Su tutto ciò impatta ulteriormente il progresso della tecnologia, la moda, il circuito mediatico ma non l’intelligenza. Il tutto in attesa che una nuova ventata induca altri comportamenti, come sta avvenendo, ad esempio con il cosiddetto “selfie” o avviene ancor di più nella forma della comunicazione dove l’immagine fissa sostituisce la parola. Questa si riduce perlopiù a un’istantanea, labile e effimera negli Istagram, (3,5 mila miliardi di foto scattate l’anno scorso) prese con diversi strumenti digitali in formato standard e modificabile, condivise istantaneamente su diversi social network, individuali o accoppiati a Facebook, Twetter, Flicker, ecc.
Nascono e comunicano in questo modo gli “Idioti digitali” che con un braccio alzato impugnante un apparto atto a fotografare e scambiano loro parti celebrabili di sé.

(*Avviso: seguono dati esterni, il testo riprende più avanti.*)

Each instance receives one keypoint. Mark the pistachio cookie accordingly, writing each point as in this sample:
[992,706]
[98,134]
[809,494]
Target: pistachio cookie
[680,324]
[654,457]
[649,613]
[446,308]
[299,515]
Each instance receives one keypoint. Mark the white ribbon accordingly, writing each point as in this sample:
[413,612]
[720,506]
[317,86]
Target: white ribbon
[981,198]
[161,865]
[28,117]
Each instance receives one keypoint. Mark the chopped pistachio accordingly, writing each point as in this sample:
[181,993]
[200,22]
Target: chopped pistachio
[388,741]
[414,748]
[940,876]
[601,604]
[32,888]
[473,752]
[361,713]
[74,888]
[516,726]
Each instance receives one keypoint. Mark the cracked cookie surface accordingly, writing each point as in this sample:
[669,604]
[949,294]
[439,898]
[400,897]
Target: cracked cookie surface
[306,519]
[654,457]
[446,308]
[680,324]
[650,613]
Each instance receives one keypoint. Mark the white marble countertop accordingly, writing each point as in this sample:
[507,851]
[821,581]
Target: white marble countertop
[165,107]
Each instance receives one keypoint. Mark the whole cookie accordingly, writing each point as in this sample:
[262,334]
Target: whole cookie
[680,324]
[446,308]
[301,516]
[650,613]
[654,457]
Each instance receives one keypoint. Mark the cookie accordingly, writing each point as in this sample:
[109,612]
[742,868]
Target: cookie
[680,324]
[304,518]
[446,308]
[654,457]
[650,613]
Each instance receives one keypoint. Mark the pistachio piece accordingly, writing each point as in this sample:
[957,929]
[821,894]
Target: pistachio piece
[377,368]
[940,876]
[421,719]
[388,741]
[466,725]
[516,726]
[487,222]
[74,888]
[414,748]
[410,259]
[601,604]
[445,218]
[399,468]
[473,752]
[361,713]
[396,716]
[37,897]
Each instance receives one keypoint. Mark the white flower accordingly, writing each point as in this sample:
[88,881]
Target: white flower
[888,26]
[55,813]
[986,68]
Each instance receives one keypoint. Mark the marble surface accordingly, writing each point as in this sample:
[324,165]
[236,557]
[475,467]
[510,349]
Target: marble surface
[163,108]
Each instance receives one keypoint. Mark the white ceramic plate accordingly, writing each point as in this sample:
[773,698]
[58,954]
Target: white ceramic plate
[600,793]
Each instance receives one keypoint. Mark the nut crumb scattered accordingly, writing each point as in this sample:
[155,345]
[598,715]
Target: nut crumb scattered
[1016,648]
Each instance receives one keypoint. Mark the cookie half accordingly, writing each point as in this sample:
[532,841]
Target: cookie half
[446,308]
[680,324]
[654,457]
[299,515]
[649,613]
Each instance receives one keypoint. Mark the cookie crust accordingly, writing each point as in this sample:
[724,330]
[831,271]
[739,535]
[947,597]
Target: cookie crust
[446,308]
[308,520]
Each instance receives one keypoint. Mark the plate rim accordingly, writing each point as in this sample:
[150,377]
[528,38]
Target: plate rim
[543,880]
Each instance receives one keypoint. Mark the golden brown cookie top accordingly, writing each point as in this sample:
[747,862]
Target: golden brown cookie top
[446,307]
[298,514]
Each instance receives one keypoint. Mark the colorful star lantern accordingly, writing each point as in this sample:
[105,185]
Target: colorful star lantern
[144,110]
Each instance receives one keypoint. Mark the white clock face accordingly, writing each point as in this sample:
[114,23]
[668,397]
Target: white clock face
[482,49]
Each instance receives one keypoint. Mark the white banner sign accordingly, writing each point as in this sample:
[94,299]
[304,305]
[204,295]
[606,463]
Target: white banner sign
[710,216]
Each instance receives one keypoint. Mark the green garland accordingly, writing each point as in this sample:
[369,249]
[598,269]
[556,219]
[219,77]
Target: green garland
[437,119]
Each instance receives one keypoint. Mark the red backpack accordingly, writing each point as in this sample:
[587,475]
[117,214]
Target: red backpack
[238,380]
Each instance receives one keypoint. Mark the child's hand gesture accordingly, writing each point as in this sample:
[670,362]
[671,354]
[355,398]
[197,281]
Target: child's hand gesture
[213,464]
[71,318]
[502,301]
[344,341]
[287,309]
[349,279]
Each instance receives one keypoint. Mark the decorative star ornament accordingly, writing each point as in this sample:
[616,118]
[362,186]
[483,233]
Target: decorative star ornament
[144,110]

Se capita di ascoltare una qualche loro intervista si scoprono sia la povertà della forma, sia del contenuto che esprimono.
Si chieda quindi l’educatore a che cosa vale in questo contesto la “biblioteca digitale”, che purtuttavia esiste in modo più o meno ordinato o più o meno orchestrato! Essa contiene di tutto e il contrario di tutto. Non la si analizza con le armi della critica. Soprattutto questa non vengono fornite! E’ con queste realtà che convive l’intento didattico.
Così nel contesto che ho appena divisato le “Competenze digitali” o le “Competenze informatiche di base” sembrano avviarsi per un percorso sempre più difficile.
In conclusione, pare arduo che si possa realizzare attraverso di esse la speranza di un’autentica formazione al pensiero logico – strutturato e che esse siano epigoni del pensiero matematico. Troppo spesso i tentativi che si fanno conducono a realizzare un “Soprattutto”. Occorre evitare il pericolo di attuare un semplice addestramento alle nuove tecnologie che “Oltretutto” è limitato dalla sempre più breve vita delle stesse.